I wrote last September about the unpleasant surprise that was the Washington Supreme Court’s charter school ruling. I simply couldn’t wrap my head around the idea of a court striking down something as firmly rooted as charter schools.
According to the National Alliance for Public Charter Schools, there are more than 6,700 public charter schools in America. Those schools serve 2.9 million kids across more than 40 states. In Colorado alone, charters serve 108,000 kids—about 12 percent of all public school kids in the state—in 226 schools. Charter laws have been around for more than 25 years. Until Washington, the laws had withstood legal challenges in every state where they’d been brought, including Colorado.
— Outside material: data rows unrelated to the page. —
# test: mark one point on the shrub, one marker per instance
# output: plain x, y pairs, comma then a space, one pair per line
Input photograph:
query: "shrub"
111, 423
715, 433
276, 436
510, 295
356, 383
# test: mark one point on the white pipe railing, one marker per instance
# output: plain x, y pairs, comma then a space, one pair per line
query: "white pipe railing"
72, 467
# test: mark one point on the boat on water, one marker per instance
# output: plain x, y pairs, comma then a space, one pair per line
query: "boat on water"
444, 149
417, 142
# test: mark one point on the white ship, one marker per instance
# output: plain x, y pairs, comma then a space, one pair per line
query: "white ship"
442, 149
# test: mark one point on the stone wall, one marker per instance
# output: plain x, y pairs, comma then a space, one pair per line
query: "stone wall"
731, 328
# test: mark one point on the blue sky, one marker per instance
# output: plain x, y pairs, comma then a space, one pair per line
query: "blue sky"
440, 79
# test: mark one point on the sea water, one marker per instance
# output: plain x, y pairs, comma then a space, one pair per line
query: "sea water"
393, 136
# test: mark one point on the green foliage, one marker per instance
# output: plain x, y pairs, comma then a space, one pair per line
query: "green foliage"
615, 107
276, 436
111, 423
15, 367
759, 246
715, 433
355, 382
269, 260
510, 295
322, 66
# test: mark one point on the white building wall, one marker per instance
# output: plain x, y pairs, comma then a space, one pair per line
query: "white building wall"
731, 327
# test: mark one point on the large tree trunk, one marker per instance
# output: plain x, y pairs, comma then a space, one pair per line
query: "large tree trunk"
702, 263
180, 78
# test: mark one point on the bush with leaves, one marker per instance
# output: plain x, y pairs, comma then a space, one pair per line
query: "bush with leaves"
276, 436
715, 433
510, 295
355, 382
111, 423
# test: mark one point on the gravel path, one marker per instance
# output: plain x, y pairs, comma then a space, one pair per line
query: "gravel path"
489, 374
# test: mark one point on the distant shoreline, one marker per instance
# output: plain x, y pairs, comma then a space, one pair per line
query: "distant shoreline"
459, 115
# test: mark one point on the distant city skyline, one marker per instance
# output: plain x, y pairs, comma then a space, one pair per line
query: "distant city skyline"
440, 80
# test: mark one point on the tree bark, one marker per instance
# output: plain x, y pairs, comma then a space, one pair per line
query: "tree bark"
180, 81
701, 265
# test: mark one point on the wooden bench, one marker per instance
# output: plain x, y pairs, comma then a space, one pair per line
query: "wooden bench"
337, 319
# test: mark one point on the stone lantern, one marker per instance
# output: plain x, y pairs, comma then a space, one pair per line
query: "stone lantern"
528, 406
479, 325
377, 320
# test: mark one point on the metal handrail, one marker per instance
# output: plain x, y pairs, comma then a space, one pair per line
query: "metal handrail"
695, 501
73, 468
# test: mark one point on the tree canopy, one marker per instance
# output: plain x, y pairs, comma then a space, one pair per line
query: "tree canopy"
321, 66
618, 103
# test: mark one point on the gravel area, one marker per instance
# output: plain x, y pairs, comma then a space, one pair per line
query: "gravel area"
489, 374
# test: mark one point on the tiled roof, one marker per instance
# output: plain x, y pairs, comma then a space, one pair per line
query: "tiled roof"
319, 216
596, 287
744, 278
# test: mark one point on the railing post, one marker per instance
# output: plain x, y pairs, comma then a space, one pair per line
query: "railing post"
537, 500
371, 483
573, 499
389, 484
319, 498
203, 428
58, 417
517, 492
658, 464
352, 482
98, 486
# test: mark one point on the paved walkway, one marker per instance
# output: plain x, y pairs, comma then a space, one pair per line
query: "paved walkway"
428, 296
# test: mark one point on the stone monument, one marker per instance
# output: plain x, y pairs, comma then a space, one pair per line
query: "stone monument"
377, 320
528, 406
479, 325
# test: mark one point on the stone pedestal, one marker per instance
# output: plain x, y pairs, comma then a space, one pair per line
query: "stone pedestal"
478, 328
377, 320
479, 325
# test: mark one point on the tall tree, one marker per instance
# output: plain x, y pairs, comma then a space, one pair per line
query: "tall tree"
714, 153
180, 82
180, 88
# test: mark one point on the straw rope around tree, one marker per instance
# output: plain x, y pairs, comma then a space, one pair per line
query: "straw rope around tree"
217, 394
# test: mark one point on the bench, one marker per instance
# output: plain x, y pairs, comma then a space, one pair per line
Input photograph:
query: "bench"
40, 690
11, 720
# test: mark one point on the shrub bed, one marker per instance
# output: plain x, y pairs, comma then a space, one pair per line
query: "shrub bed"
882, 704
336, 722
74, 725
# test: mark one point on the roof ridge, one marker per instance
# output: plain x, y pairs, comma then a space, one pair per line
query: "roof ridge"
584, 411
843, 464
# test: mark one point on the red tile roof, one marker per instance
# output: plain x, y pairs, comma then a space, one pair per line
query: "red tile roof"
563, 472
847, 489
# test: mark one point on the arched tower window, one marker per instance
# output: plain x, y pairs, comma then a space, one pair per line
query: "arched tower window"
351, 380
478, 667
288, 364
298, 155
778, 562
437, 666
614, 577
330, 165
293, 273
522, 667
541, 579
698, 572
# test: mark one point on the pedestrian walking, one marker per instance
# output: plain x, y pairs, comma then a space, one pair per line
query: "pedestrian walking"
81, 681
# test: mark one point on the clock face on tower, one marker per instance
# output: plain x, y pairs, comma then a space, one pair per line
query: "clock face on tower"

Charter schools are not some new-fangled experiment or radical idea. They are an inerasable part of the American public school system. Well, except in Washington, where a panel of unelected judges decided that an obscure ruling from 1909 provided enough of a legal platform to outlaw them entirely. Or at least they thought that would be the result.
As it turns out, the desire for choice in education is a hard thing to kill. As I’ve said before, the war for choice is already over. It’s just a matter of time until the last remnants of the anti-choice sand castle crumble under the ever-expanding wave of educational choice. If you need additional evidence, look no further than Washington’s charter school phoenix, which even now is rising out of the court-created ashes.
That’s right. Washington recently passed a new version of its charter law that bypasses the Washington Supreme Court’s decision by drawing money from a different source. More specifically, the schools will now be funded by the state lottery rather than the general fund, which gets around the restriction on state general funding of charter schools (don’t ask me how exactly it does that, I’m no Washington lawyer).
Oh, you hadn’t heard the news? I’m not surprised. The new law wasn’t exactly adopted with pomp and circumstance. In fact, Governor Inslee refused to sign or veto the bill, simply allowing it to become law without his input one way or the other. Apparently, that’s something you can do in Washington if you happen to lack the political spine to stand for or against something. It’s the first time a Washington governor has taken this passive route for 35 years. I’m sure the decision had nothing to do with Inslee’s reelection campaign, or the fact that he was recently endorsed by the Washington Education Association’s Political Action Committee—the self-proclaimed largest PAC in the state.
Grudgingly enacted or not, choice lives on in Washington despite the establishment’s best efforts to kill it. I applaud Washington’s legislators for doing the right thing for kids rather than siding with the union. I’ll go home today smiling about the bright futures that lie ahead for the state’s charter kids.
But the price of liberty is eternal vigilance, and already the union is rumbling about taking another stab at Washington’s charters. I don’t know exactly how that fight will play out, but I do know one thing: Freedom for parents and students will prevail in the end. The tide always wins.